The New York Times has been accused by its own writers of fomenting “bigotry and pseudoscience” against trans people in the latest controversy to grip one of America's biggest-selling newspapers.
More than 180 contributors, including Sex and The City actress Cynthia Dixon, writer Lena Dunham and whistleblower Chelsea Manning, have penned a letter raising “serious concerns” about the newspaper’s reporting on transgender, non-binary and gender nonconforming people.
The letter, addressed to associate managing editor for standards Philip B Corbett, cited requirements in the New York Times’ editorial guidelines that reporters “preserve a professional detachment, free of any whiff of bias”.
But it said the newspaper had “treated gender diversity with an eerily familiar mix of pseudoscience and euphemistic, charged language, while publishing reporting on trans children that omits relevant information about its sources”.
Signatories said: “Some of us are trans, non-binary, or gender nonconforming, and we resent the fact that our work, but not our person, is good enough for the paper of record.
“Some of us are cis, and we have seen those we love discover and fight for their true selves, often swimming upstream against currents of bigotry and pseudoscience fomented by the kind of coverage we here protest.”
It added that the New York Times had published more than 15,000 words of front-page coverage debating the propriety of medical care for trans children in the last eight months alone.

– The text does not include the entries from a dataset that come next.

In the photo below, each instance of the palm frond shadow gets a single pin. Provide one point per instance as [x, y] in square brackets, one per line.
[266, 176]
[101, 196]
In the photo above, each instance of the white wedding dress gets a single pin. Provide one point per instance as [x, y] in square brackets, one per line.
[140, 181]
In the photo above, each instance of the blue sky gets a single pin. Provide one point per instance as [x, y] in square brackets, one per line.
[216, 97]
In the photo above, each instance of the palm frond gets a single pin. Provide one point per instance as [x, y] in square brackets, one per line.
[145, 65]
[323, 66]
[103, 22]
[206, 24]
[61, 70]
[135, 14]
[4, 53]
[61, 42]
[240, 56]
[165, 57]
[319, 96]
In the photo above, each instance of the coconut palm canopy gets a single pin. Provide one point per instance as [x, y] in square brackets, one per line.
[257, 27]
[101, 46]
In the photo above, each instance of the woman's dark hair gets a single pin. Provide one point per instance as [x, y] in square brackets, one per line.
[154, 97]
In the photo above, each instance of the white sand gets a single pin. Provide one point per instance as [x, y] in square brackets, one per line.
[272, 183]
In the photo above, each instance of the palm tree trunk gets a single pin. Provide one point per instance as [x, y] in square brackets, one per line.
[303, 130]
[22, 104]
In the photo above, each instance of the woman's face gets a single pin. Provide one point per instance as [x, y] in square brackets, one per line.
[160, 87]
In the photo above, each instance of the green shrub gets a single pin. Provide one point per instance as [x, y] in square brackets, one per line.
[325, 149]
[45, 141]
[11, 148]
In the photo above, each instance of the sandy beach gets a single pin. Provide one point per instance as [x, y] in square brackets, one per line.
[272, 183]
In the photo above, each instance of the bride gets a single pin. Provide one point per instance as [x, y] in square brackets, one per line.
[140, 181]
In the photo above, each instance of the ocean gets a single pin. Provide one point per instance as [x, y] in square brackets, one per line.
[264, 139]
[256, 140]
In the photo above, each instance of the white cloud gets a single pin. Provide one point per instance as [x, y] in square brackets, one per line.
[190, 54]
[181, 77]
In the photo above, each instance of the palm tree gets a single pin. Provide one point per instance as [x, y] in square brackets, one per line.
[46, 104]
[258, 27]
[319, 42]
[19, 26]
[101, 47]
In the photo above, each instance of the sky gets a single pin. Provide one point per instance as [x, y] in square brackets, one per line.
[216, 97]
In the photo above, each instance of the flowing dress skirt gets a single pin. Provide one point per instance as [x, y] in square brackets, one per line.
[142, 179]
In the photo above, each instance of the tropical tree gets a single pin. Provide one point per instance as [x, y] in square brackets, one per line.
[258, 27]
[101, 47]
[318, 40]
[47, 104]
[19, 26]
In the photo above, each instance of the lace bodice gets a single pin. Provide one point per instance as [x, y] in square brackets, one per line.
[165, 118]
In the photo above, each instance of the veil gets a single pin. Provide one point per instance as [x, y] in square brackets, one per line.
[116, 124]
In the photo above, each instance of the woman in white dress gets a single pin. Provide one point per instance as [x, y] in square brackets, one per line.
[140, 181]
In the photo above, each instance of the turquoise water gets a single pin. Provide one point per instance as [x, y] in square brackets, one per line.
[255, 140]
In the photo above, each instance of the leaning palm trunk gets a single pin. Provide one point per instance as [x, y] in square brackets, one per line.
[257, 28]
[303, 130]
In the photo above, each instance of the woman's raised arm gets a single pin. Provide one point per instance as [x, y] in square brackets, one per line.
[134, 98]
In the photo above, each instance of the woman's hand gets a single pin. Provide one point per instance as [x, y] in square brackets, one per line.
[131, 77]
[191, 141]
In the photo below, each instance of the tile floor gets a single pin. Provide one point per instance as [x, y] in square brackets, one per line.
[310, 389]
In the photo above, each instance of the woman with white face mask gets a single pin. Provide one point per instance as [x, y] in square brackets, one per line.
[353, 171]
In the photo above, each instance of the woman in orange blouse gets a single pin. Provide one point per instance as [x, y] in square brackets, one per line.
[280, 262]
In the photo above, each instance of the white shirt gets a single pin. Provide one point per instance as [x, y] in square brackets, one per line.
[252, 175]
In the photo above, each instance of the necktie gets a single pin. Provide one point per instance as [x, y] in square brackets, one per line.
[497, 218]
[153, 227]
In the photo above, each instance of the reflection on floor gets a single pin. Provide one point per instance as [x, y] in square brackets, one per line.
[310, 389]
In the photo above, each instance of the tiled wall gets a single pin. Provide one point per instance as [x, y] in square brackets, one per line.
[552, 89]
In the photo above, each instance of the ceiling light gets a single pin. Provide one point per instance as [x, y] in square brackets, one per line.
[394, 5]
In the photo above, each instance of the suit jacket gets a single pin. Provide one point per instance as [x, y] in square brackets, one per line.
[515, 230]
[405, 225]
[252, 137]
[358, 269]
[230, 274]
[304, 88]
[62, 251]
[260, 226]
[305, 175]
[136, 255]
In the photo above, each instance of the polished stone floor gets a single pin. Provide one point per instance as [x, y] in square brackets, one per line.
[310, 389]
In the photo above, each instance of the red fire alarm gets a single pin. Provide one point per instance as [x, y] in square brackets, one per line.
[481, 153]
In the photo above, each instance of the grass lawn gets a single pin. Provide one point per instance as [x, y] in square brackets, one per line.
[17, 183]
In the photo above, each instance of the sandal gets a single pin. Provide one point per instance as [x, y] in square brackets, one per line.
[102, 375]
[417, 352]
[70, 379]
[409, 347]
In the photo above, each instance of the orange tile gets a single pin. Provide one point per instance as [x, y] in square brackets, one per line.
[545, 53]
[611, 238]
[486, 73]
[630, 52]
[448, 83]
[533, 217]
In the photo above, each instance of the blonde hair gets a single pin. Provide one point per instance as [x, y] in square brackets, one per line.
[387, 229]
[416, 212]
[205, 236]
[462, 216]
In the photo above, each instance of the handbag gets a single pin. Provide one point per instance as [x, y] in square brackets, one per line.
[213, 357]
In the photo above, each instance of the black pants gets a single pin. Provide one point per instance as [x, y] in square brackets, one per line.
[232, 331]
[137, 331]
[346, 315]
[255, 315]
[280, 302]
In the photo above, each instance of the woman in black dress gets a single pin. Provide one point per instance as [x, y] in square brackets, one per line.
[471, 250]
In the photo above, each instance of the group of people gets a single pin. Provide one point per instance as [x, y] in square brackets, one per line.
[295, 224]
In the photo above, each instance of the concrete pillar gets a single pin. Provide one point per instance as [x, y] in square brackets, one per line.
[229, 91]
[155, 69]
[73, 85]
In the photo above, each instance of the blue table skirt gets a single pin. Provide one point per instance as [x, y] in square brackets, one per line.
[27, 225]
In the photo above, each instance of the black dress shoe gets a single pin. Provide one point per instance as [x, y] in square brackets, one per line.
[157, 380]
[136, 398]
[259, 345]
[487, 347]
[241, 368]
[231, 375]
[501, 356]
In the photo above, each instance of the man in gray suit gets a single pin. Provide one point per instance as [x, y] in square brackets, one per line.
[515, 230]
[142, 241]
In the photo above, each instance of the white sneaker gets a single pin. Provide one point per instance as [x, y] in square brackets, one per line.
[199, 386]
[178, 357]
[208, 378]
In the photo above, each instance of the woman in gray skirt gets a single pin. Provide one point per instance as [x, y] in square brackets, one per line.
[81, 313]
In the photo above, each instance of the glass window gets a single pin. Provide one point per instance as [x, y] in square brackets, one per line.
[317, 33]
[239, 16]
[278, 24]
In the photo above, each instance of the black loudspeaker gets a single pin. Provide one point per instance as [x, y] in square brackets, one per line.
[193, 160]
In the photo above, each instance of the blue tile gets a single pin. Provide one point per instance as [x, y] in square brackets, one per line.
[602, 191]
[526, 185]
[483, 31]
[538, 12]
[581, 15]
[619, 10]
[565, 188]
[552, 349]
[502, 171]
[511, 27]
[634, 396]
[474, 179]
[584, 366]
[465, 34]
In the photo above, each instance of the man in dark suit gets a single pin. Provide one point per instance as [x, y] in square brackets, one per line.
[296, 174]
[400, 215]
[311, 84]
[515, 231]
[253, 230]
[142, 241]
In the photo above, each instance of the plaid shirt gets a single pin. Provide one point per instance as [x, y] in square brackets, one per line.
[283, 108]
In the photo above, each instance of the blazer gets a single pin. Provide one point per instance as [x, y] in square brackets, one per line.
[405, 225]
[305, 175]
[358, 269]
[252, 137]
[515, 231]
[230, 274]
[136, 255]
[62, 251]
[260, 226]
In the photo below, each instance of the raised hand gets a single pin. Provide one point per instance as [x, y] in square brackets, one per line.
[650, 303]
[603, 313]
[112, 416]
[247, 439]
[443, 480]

The writers pointed to the use of the term “patient zero” to refer to a trans child, which they said vilified it as a “disease to be feared”.
They also criticised a reliance on sources opposed to trans issues and a failure to explain their links to hate groups.
The letter warned that this editorial approach had already started to influence legislation.
Three separate New York Times articles were cited in a recent legal filing in defence of a law that would make it a crime punishable by 10 years in prison to give gender-related medical treatments such as puberty blockers to a minor.
The signatories drew comparisons between the newspaper’s current coverage of trans issues and its previous reporting on homosexuality and HIV.
They wrote: “You no doubt recall a time in more recent history when it was ordinary to speak of homosexuality as a disease at the American family dinner table – a norm fostered in part by the New York Times’ track record of demonising queers through the ostensible reporting of science.”
It is not the first time the newspaper has been riven by factionalism. In 2020, the writer and editor Bari Weiss quit the New York Times over allegations it fostered bullying and an "illiberal environment" following a backlash from staff when it published an op-ed by a Republican senator.
The latest revolt echoes a transphobia row at the Guardian in 2020, when more than 300 staff members signed a letter of complaint over a column written by Suzanne Moore.
Ms Moore left the newspaper in the wake of the row, saying she had been bullied by colleagues for her views and accusing Guardian editors of “utter cowardice”.
The New York Times has been contacted for comment.